9:15 – Brownback asks about jurisdiction stripping. He asks about Roberts’ memo arguing that Congress’ power is plenary (as Brownback puts it, plenAIRY). Roberts talks about existing doctrine that the Exceptions Clause is limited.
A quick editorial note – to keep up with the coverage of the hearings, the first and only place to go is Howard Bashman’s How Appealing. To keep up during the day, there are other live blogs ongoing, including at the Washington Post and National Journal.
9:11 – Roberts reiterates the Court’s statement in Calder that you can’t take property from A to give it to B, but says Kelo holds that it is a legislative judgment. Roberts won’t comment directly on whether it is right or wrong. But he doesn’t express any doubts.

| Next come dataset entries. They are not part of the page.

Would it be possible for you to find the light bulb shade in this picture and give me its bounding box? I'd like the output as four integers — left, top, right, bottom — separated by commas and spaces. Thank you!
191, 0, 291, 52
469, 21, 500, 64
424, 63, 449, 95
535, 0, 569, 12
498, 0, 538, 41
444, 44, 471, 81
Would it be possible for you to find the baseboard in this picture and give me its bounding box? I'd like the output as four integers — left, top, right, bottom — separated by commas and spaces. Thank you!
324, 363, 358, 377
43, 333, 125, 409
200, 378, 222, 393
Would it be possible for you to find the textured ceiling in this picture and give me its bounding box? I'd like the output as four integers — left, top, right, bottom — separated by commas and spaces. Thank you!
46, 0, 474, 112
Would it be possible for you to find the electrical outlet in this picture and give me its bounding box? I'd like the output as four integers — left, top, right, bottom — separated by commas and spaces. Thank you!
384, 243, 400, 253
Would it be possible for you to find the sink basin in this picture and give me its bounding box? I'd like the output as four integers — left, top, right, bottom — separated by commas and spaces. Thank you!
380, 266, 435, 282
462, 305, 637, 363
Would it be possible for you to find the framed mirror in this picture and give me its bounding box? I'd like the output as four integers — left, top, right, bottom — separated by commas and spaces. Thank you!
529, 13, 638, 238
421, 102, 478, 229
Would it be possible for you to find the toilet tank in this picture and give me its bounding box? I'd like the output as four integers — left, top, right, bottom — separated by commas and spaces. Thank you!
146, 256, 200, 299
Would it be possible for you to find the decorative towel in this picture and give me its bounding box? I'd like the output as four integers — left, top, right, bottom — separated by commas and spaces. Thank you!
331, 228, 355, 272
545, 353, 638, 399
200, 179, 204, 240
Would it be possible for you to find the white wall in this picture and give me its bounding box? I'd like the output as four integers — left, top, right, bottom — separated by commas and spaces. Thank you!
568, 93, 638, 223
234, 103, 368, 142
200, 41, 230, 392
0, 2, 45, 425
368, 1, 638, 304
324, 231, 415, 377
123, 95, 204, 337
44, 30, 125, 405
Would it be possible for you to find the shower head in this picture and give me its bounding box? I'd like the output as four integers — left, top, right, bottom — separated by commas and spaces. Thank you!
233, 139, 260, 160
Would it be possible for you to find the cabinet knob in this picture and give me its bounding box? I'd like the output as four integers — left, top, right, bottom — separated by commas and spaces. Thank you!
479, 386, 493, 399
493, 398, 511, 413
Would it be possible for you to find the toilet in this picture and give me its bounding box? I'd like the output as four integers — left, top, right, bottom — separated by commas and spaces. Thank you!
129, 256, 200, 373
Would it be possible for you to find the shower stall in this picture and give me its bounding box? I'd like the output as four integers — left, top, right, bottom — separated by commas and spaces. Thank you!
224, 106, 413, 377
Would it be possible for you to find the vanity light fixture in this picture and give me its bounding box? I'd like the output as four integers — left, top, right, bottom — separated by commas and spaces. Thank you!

He does flag the open question of takings that aren’t part of broader development plans.
9:09 – Brownback starts with Kelo, noting the “outroar” over the decision. Roberts says that the legislative responses to Kelo are entirely appropriate, that the Court wasn’t saying that the government should or shouldn’t use eminent domain. (Property rights advocates – at least with respect to eminent domain – should not be happy.)
Welcome back. Senator Brownback is up, one of the last two Senators to complete the first round.